If an organization has remained relatively dormant for several years, then change may be recommended, though it will often be more difficult to achieve than when an organization has created a precedent for change. A significant paradox is revealed in this recommendation, for it is precisely under conditions when change seems easiest to initiate that stabilization is most appropriate, and vice versa. A corporation running a fast-food chain that has been very successful for the past five years may be very resistant to any institutional soul-searching, even though everyone knows that success in this business is short-lived, if one doesn’t keep pace with the competition. Similarly, the director of a social service agency who has brought in a new business officer every year for the past three years may find it quite easy to gain board approval for appointment of yet another new business manager. Such a decision, however, may be much less appropriate than the stabilization-oriented decision to retain the current manager and look elsewhere or more deeply into the source of the problem.
When change initiatives are under way, it is recommended to utilize new personnel who are hired with unique skills as change agents. A Manager of Training and Development is hired, for instance, who possesses exceptional group dynamics skills. A new Director of Information Technology is brought in who also has significant organization development experience. Frequently, these skills are forgotten, misunderstood, lost, or devalued if the new change agent is not allowed to use these skills soon after he or she begins to working in the organization. When the change agent first arrives, he or she has a fresh perspective and minimal interpersonal or organizational entanglements. After a short period of time (usually six months to one year) these initial advantages tend to disappear. The change agent becomes a “prophet in his own land,” and thus is often ignored or held in low esteem. If the change agent’s credibility is established early in his or her residency, then he or she is more likely to sustain this credibility after the initial glow has worn off.

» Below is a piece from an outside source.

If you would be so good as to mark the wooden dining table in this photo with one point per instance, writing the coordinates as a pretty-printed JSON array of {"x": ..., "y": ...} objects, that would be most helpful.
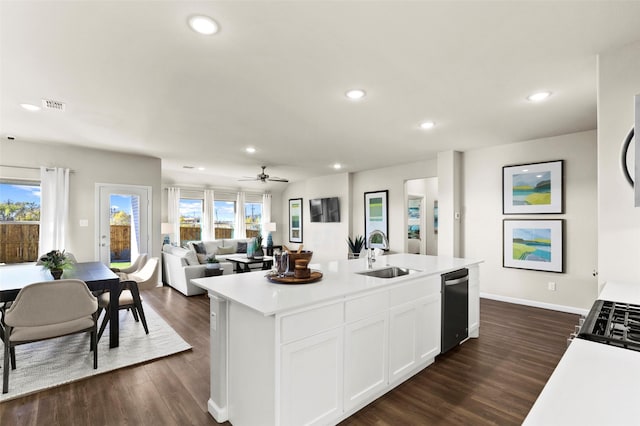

Stabilization seems to be particularly appropriate when the organization is in an ambiguous situation with reference to mission, key roles, institutional information or consumer needs. It is often better to do nothing rather than something, if we do not know what the systemic impact of that “something” will be. A change program will rarely clarify or synthesize a confusing or polarized condition. Time might better be spent in the collection of further information, in building consensus regarding a particular organizational goal, or in establishing a firm organizational basis for the program by means of a team building effort. These stabilization processes can, in turn, create the necessary conditions for a subsequent change effort.